Evidence - I try to get down tag/cite/some words for every card. I very much appreciate those who make this easier by reading clearly (as well as partners who notice the judge is confused and prompt their partner to make things clearer). I also appreciate debaters who make it a point to evaluate and compare evidence in the debate. I actually do pay attention to quals. I can't stand anonymous pronouns/speakers in evidence (such as "she says" without an identification of who "she" is, or FDCH evidence which in reality was spoken by some government official). I also do not like to have to read the unhighlighted portions of the evidence. I try to only do it in 2 circumstances: 1) When the content of the evidence is challenged.

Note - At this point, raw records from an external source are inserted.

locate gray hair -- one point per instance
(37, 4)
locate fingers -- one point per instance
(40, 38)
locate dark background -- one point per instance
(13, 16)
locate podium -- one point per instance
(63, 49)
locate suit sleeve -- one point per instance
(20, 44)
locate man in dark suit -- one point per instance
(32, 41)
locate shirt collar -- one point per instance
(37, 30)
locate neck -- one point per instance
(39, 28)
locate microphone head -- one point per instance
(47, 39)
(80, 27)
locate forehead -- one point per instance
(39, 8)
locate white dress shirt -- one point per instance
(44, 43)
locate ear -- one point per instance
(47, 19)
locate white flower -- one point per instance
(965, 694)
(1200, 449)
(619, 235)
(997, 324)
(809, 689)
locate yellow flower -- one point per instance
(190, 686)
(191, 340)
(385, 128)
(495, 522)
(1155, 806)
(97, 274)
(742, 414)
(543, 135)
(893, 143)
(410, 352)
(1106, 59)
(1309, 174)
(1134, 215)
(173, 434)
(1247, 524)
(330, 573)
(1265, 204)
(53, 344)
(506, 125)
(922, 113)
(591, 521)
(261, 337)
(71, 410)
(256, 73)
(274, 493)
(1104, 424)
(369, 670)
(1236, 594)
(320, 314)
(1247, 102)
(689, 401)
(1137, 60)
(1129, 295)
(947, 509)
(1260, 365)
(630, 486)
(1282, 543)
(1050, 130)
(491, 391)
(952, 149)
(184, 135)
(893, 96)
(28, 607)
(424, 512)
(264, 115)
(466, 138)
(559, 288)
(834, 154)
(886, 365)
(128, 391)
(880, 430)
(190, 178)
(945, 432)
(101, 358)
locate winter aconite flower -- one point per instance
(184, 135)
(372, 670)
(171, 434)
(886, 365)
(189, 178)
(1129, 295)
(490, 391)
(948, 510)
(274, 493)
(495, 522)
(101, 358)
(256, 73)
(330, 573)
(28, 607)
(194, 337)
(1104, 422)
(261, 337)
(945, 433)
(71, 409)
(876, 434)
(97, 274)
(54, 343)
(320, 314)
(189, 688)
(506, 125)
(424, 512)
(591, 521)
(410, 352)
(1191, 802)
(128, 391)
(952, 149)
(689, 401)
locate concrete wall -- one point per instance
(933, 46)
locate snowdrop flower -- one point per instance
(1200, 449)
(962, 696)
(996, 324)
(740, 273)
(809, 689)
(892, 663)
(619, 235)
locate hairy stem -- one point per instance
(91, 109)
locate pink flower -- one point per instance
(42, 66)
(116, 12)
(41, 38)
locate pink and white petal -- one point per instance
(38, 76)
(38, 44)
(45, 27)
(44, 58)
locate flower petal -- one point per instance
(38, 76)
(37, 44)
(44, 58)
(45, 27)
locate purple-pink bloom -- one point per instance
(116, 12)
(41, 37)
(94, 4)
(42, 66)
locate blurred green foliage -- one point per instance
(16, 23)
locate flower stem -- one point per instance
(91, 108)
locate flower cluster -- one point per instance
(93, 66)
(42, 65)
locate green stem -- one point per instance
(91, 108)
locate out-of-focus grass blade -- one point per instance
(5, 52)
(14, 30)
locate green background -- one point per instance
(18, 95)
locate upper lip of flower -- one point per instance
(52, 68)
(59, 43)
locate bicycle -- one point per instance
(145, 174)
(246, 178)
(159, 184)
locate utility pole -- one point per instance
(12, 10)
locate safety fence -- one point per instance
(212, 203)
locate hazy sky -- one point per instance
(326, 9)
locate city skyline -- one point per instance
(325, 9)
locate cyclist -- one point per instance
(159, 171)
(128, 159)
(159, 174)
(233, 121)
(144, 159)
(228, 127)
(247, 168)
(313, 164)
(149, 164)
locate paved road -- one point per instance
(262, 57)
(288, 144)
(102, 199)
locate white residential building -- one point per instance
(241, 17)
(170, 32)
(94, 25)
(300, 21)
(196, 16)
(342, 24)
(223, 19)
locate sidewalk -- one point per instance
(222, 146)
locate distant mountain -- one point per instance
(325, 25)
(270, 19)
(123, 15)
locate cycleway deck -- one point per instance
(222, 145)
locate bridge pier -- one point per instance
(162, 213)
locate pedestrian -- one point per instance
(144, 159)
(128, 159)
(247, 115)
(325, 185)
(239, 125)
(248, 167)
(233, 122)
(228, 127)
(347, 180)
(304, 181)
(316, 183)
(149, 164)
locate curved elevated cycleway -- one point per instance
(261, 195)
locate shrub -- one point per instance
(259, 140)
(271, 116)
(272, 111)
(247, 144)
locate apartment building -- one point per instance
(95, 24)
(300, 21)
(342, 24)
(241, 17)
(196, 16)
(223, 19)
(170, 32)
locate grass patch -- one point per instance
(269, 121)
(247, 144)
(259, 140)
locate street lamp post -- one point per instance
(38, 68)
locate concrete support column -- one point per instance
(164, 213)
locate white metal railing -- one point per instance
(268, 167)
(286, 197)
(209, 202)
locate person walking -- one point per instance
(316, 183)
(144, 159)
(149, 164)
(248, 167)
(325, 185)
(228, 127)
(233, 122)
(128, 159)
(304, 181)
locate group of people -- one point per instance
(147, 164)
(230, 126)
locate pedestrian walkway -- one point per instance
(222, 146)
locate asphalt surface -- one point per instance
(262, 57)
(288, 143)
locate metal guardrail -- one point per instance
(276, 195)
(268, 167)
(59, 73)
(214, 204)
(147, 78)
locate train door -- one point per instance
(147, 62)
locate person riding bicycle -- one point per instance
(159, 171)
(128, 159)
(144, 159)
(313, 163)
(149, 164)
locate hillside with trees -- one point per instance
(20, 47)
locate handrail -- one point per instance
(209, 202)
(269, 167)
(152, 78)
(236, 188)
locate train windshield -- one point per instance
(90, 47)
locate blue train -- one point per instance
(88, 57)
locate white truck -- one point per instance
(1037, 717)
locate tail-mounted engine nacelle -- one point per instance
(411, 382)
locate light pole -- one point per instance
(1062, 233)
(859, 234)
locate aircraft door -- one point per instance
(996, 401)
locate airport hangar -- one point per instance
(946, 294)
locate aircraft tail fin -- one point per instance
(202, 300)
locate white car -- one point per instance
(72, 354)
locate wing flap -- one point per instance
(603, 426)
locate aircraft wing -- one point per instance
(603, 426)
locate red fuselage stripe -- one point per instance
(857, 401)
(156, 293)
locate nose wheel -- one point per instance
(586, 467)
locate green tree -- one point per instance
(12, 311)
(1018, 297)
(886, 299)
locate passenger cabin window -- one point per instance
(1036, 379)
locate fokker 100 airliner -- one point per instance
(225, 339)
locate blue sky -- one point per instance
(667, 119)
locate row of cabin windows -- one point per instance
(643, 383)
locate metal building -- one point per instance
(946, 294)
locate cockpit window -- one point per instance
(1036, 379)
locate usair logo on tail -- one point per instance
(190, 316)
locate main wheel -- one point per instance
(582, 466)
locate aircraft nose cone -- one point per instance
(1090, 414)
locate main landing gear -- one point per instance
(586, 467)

By this, I mean more than "It doesn't say that." I will read the unhighlighted parts if teams are specifically challenging that author's conclusions or assumptions made in that evidence, or if a team specifically applies arguments made in the unhighlighted portions against the evidence. 2) If I am trying to identify the referent for a pronoun used in the highlighted portion of the evidence. In this second circumstance, I will not evaluate arguments made in those sections, I will simply identify whom "she" or "he" or "it" is. What does this mean for you? 1) Make sure if your ev has reasons that you want to have evidenced, make sure you read them. If you only read the claim, then you only have a claim. 2) If you hand me evidence to read after the round, please make it clear to me which parts of the card were actually read in the debate.
Fiat - Unless someone tells me otherwise in the debate, fiat is the least amount of persuasion necessary to pass the aff plan. Outcomes can be fiated, but not the process. These are questions that probably ought to be debated out when running process disads/counterplans.
Counterplans - I generally lean negative on all those "abusive" or "crazy" counterplans: topical, plan-inclusive, exclusion, conditional/dispositional, international fiat, agent, etc. This not to say I won't side with the aff if the aff does a good job of articulating why it is abusive. Aff teams should take more advantage of situations where the counterplan run is abusive at multiple levels. At the point at which the negative has to fend off multiple reasons it is abusive, their theory blocks may start to contradict. Too many aff teams I have watched have focused solely on one theoretical objection, which gives the negative one easy target to throw their theory blocks at. The aff also needs to explain an impact to their theory arguments. Both counterplan and permutation texts should be written out. If the aff decides to make an unscripted permutation in the 2AC, it should be written out IMMEDIATELY after the speech. (And even then, I am still open to negative arguments about what the exact wording was if they disagree). Absent clarification, at the end of the debate, the existence of the counterplan in the 2NR does not mean the status quo goes away - the neg has two viable worlds (counterplan and status quo) as does the aff (plan and permutation). I also think the statement "They ran a CP, presumption goes aff," without explanation, is a bunch of hooey.
REMINDER (since I usually forgot this by the time I reached the bottom of the page) - These are just defaults. I can be persuaded.